ICSC Euro-Shop Index continues to contract in March (EU)

European shopping-center business conditions remain firmly in contraction, although the pace of decline has slowed since last month, according to the March International Council of Shopping Centers (ICSC) pan-European survey of shopping-center industry business conditions.

ICSC’s Euro-Shop Index, the survey’s summary index of current and future business conditions, continued to decline, albeit the pace has slowed. Market sentiment was similarly gloomy a year ago.

Current conditions are particularly tough. Although the end of the month may have seen an improvement in sales and footfall due to the Easter break; this was too late to filter through into this month’s survey results, compiled from responses of European shopping-center executives collected between 14–31 March 2013.

The one bright aspect emerging from the survey is that the market is not expected to deteriorate further over the coming six months according to the Expectations Index, which makes up part of the Euro-Shop Index. Despite the growing unemployment rate in the Eurozone, which according to Eurostat, reached a record high of 12% in February, shopping-center executives are feeling optimistic that business conditions are not expected to weaken further.

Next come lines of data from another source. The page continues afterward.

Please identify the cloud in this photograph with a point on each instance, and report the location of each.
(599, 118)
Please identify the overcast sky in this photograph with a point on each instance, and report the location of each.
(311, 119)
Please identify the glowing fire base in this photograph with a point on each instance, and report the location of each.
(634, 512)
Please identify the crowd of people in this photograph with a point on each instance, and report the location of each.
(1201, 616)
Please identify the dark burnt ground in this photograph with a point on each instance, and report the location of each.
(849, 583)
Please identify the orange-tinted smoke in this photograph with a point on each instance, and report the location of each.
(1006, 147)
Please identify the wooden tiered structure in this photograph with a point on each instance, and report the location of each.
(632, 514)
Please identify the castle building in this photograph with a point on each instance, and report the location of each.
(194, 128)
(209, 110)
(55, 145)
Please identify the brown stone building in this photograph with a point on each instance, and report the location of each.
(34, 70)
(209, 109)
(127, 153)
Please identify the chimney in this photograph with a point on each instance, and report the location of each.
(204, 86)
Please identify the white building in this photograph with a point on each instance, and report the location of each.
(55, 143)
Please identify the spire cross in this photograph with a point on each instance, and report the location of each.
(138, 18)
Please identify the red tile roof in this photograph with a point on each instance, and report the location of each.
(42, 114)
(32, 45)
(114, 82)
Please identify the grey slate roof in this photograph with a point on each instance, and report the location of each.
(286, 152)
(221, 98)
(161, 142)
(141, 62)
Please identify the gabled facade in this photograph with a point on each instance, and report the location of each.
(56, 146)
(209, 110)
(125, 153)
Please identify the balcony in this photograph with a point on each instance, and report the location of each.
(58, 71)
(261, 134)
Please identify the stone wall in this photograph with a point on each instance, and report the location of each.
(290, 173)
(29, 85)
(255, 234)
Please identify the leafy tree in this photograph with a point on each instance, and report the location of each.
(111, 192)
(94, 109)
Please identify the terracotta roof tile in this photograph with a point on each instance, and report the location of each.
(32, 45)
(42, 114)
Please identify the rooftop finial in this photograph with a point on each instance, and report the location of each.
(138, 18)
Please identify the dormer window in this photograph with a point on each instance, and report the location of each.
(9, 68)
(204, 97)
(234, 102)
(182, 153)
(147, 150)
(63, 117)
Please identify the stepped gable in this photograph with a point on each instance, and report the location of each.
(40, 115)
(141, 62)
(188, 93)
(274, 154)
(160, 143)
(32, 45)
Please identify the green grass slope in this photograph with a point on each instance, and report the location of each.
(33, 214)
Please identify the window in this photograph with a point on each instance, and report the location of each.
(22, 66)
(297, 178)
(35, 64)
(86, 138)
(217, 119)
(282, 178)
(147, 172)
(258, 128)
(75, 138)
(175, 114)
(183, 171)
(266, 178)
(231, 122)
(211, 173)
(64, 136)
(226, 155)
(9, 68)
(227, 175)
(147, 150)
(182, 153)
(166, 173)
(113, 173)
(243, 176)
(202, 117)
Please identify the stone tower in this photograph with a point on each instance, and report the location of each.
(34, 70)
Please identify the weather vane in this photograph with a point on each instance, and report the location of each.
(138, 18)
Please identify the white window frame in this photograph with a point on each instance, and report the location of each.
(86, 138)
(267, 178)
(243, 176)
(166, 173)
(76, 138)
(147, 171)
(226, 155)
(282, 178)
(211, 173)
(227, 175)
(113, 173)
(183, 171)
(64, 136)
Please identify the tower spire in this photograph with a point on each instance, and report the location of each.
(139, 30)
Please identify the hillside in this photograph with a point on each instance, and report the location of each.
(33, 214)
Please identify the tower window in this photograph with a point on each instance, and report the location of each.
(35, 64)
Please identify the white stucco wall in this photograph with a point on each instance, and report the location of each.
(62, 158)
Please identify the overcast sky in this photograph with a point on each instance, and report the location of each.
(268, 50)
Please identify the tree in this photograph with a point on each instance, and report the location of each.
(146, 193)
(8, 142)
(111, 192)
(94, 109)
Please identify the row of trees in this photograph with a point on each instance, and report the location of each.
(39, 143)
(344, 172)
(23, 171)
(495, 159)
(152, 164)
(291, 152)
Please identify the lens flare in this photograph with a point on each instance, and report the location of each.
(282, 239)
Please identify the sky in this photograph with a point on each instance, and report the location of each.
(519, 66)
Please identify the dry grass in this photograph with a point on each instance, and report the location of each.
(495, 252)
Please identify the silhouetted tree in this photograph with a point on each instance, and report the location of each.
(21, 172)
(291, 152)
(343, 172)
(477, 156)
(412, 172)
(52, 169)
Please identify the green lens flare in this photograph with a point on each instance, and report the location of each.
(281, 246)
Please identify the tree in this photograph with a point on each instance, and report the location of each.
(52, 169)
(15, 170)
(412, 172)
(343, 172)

The Euro-Shop Current-Conditions Index, another part of the Euro-Shop Index and measures the performance of four components (sales, footfall, occupancy and re-leasing rent), is still well in decline. Following on from last month’s sudden acute drop in performance, all four industry indicators continued to contract in March though the pace of decline decelerated for sales and occupancy.

The lack of footfall in shopping centers is likely to be a consequence of the recent unseasonably cold weather, which is either delaying demand for spring apparel or perhaps shifting it online as consumers look to avoid venturing outdoors.

This level of confidence in the industry is perhaps surprising given the ongoing economic difficulties being faced by a number of European countries. The current financial crisis in Cyprus has led to the EU and International Monetary Fund stepping in with a 10 billion euro bailout deal. The short term outlook for the country looks incredibly bleak as restrictions on bank accounts remain in place and confidence in the banking system is at an all-time low. Some forecasters have estimated a 20% shrinkage in the country's GDP as a result.

There is also the issue of the current political stalemate in Italy that some commentators believe could undermine the European Central Bank’s efforts to stabilize the euro-zone economy. Indeed, over two thirds of shopping-center executives who responded to our survey expressed concern that the situation could reignite the debt crisis. These issues will be debated in depth by the over 600 delegates expected at the upcoming ICSC European Conference from 16-18 April in Stockholm.